Unfortunately, the weather wasn’t cooperating. It rained non-stop for the rest of the
day. There are several museums and galleries,
but most of them close at 5:00, so I didn’t really have enough time. Instead, I explored the streets in the city
center, but never got far from my hotel.
When I got tired of walking in the rain, I had dinner at a restaurant
that serves traditional Danish food.
I went to bed early, slept well for about four hours, and
then woke up again. It took a long time
to get back to sleep. Then it was tough
dragging myself out of bed in the morning.
Friday, August 31
My room rate included breakfast. The hotel had a nice breakfast buffet,
including hot entrees, cold cuts, cereals, bread, fruit, and a variety of
beverages.
Friday was a nicer day for sightseeing. There was a brief rain shower in the morning,
but no rain for the rest of the day.
After breakfast, I took a walking tour of central Copenhagen. There’s an organization called Copenhagen
Free Walking Tours that conducts several different tours. The tour guides work for tips. This tour was their Grand Tour of
Copenhagen. There were so many people
signed up that we split into four groups, each with a different tour
guide. My group had an English-speaking
guide.
The tour lasted three hours.
We met on the steps of the city hall.
As we walked through the streets of the Strøget neighborhood,
our guide taught us some of the history of the city. Along the way, we saw some majestic
buildings.
Next we toured Slotsholmen, a small island separated from
the rest of the city by canals. This was
once the home of the Danish royal family.

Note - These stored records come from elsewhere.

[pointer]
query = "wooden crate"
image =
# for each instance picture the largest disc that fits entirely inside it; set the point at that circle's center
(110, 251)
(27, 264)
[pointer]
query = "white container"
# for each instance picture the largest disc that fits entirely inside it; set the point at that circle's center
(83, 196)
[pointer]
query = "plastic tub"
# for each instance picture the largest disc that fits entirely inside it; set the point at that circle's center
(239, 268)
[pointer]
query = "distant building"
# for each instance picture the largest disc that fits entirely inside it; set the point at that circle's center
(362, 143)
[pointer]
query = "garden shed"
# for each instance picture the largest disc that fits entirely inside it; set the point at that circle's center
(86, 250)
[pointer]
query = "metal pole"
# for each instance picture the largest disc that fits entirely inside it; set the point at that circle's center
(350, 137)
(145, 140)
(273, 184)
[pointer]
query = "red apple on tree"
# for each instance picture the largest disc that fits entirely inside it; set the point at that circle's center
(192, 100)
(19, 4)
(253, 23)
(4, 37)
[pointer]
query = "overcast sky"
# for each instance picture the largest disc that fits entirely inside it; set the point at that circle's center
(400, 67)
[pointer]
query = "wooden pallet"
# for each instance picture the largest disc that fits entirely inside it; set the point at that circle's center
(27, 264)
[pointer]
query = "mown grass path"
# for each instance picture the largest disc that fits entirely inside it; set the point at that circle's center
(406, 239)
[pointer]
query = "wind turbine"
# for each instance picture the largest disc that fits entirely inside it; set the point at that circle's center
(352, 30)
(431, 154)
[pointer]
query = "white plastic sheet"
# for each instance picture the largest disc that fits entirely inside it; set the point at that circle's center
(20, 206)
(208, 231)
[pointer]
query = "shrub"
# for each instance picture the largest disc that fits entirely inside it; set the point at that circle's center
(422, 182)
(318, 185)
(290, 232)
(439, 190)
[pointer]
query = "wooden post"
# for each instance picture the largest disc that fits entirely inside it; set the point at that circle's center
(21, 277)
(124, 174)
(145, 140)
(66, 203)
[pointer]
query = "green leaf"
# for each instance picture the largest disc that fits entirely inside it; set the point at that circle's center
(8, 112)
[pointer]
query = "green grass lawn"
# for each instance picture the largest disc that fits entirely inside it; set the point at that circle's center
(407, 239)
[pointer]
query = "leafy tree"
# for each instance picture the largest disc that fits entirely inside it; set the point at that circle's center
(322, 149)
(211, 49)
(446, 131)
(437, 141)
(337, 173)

Now it’s the seat of the parliament.
We came by at just the right time to see the Prime Minister leaving one
of the buildings. He waved to us, as a
few people in the group took his picture.
Next, we visited Nyhavn, a 17th century commercial port that
has been transformed into an entertainment district.

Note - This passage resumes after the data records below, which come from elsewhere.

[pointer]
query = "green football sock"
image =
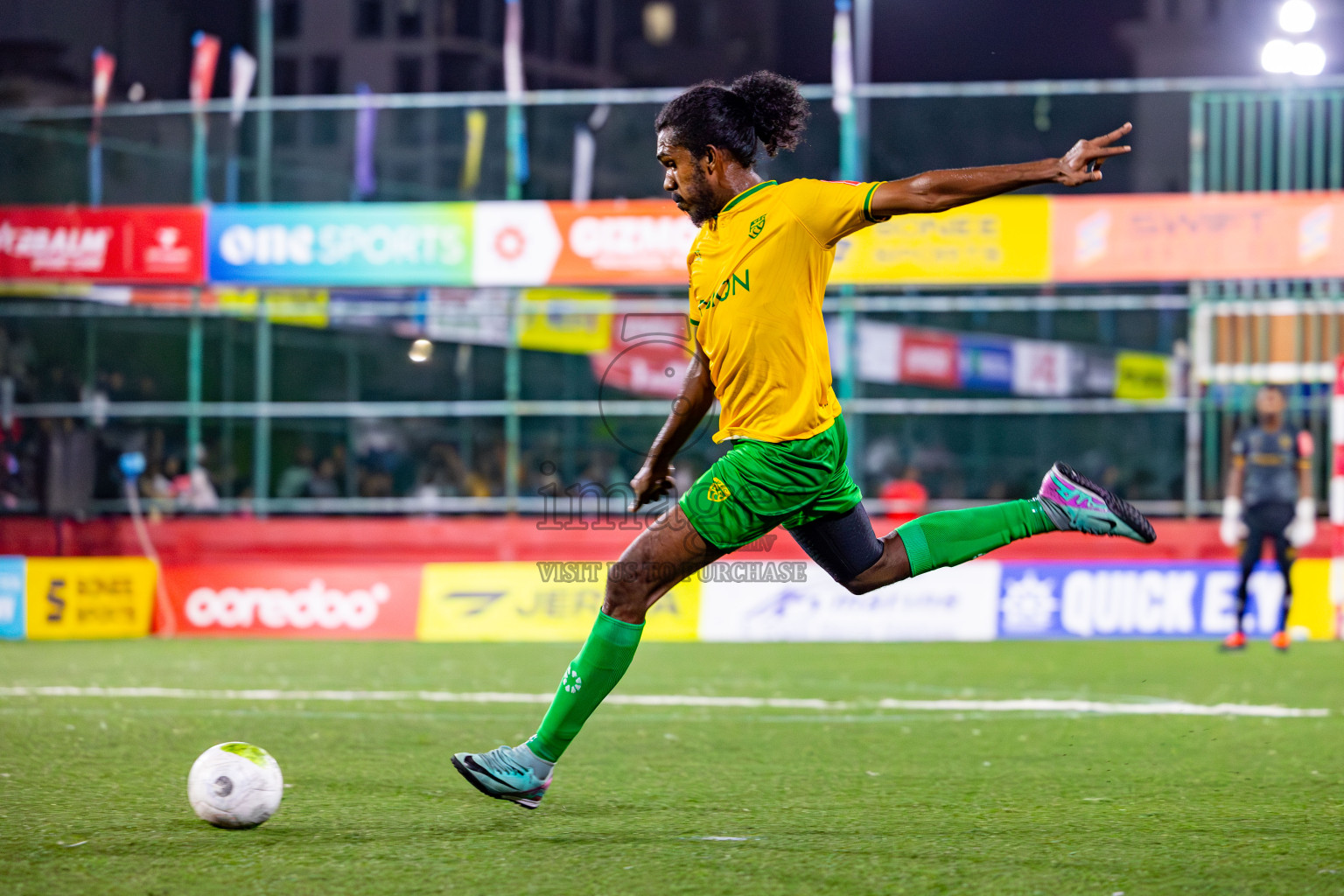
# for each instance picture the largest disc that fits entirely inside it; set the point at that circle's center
(605, 657)
(949, 537)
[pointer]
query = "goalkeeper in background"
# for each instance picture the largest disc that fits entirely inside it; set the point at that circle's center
(1269, 496)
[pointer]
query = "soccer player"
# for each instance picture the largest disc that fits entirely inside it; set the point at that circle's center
(1269, 496)
(759, 273)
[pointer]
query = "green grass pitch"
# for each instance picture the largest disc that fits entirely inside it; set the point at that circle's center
(817, 802)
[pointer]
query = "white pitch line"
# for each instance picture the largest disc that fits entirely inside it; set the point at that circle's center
(1092, 707)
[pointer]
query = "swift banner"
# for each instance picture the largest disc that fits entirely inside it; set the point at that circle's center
(143, 245)
(1210, 236)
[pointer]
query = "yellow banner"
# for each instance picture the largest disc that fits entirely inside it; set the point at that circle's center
(1312, 612)
(570, 332)
(1140, 376)
(89, 597)
(536, 602)
(295, 306)
(998, 241)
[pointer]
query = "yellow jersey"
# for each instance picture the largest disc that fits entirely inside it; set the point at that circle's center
(759, 274)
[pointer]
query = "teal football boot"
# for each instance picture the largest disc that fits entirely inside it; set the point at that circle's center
(506, 773)
(1077, 504)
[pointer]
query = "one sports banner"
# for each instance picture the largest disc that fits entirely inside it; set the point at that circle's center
(341, 245)
(135, 245)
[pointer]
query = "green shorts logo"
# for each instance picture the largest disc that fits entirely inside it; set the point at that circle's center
(571, 682)
(718, 491)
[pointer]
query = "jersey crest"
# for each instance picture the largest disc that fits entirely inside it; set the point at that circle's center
(718, 491)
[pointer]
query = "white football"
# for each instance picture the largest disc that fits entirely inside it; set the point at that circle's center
(235, 785)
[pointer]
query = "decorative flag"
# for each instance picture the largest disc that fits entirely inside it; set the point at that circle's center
(471, 178)
(242, 73)
(104, 66)
(842, 60)
(514, 50)
(203, 60)
(515, 124)
(366, 130)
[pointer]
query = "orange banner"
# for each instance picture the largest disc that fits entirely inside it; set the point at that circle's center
(617, 243)
(1172, 236)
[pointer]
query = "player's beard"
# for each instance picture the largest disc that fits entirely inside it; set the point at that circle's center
(697, 198)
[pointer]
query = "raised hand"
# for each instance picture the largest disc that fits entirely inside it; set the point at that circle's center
(1082, 164)
(649, 485)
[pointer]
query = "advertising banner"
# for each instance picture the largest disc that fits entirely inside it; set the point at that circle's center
(929, 358)
(547, 601)
(11, 598)
(336, 601)
(985, 364)
(89, 597)
(142, 245)
(564, 331)
(948, 605)
(622, 242)
(1161, 236)
(1151, 601)
(649, 355)
(343, 243)
(998, 241)
(514, 243)
(1141, 376)
(1040, 368)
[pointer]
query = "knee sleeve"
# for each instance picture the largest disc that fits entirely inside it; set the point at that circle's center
(843, 546)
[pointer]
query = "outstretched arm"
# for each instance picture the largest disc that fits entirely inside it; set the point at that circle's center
(942, 190)
(654, 477)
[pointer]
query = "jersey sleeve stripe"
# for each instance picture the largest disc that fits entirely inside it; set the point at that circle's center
(867, 206)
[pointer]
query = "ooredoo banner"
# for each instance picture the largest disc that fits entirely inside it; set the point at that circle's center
(296, 601)
(140, 245)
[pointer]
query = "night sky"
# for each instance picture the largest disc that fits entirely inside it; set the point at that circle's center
(973, 39)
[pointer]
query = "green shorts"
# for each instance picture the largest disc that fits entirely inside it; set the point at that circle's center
(760, 485)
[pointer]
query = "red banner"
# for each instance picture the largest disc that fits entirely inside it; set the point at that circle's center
(358, 601)
(135, 245)
(929, 358)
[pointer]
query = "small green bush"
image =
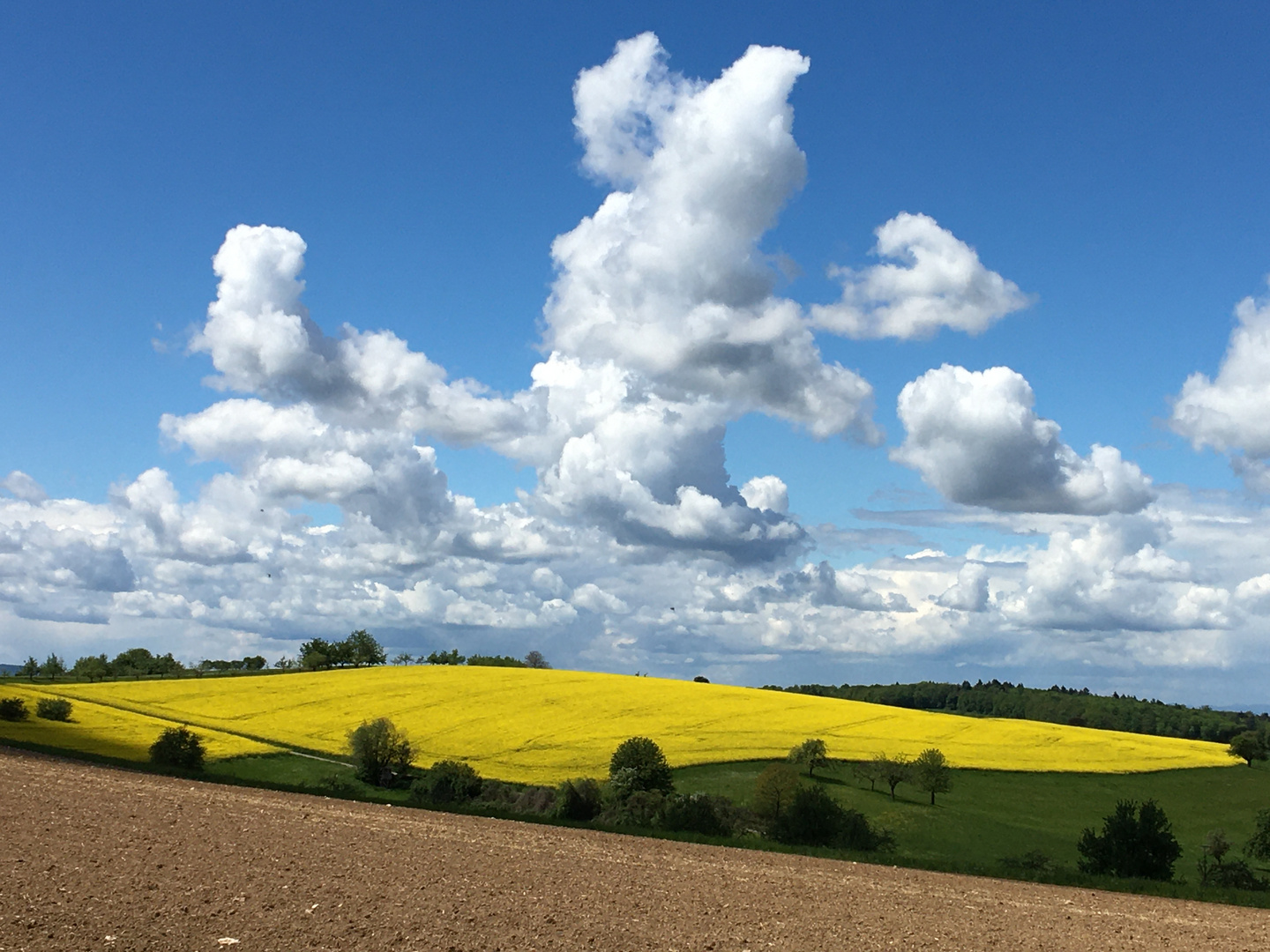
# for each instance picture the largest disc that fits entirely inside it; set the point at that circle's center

Our guide kept us on pace to reach Amalienborg Palace just
in time to see the changing of the guard.
We concluded our tour on the waterfront, just across from
the opera house.
After the tour, I walked back to Nyhavn, where I was able to
take a one hour boat tour. We started
with a tour of the harbor. From the
water, I got my best view of the dome of the “Marble Church.”
Then we followed a canal through Christianshavn.
We went under a number of low bridges, so we had to be careful
not to stand up. This bridge is nicknamed
the Bridge of Circles.
After crossing back through the harbor, we went through the
canals that surround Slotsholmen. This
gave me a different view of the Christiansborg Palace
This interesting spire sits on the top of the stock
exchange.
As we returned to Nyhavn, our guide pointed out one of the
buildings where Hans Christian Andersen used to live.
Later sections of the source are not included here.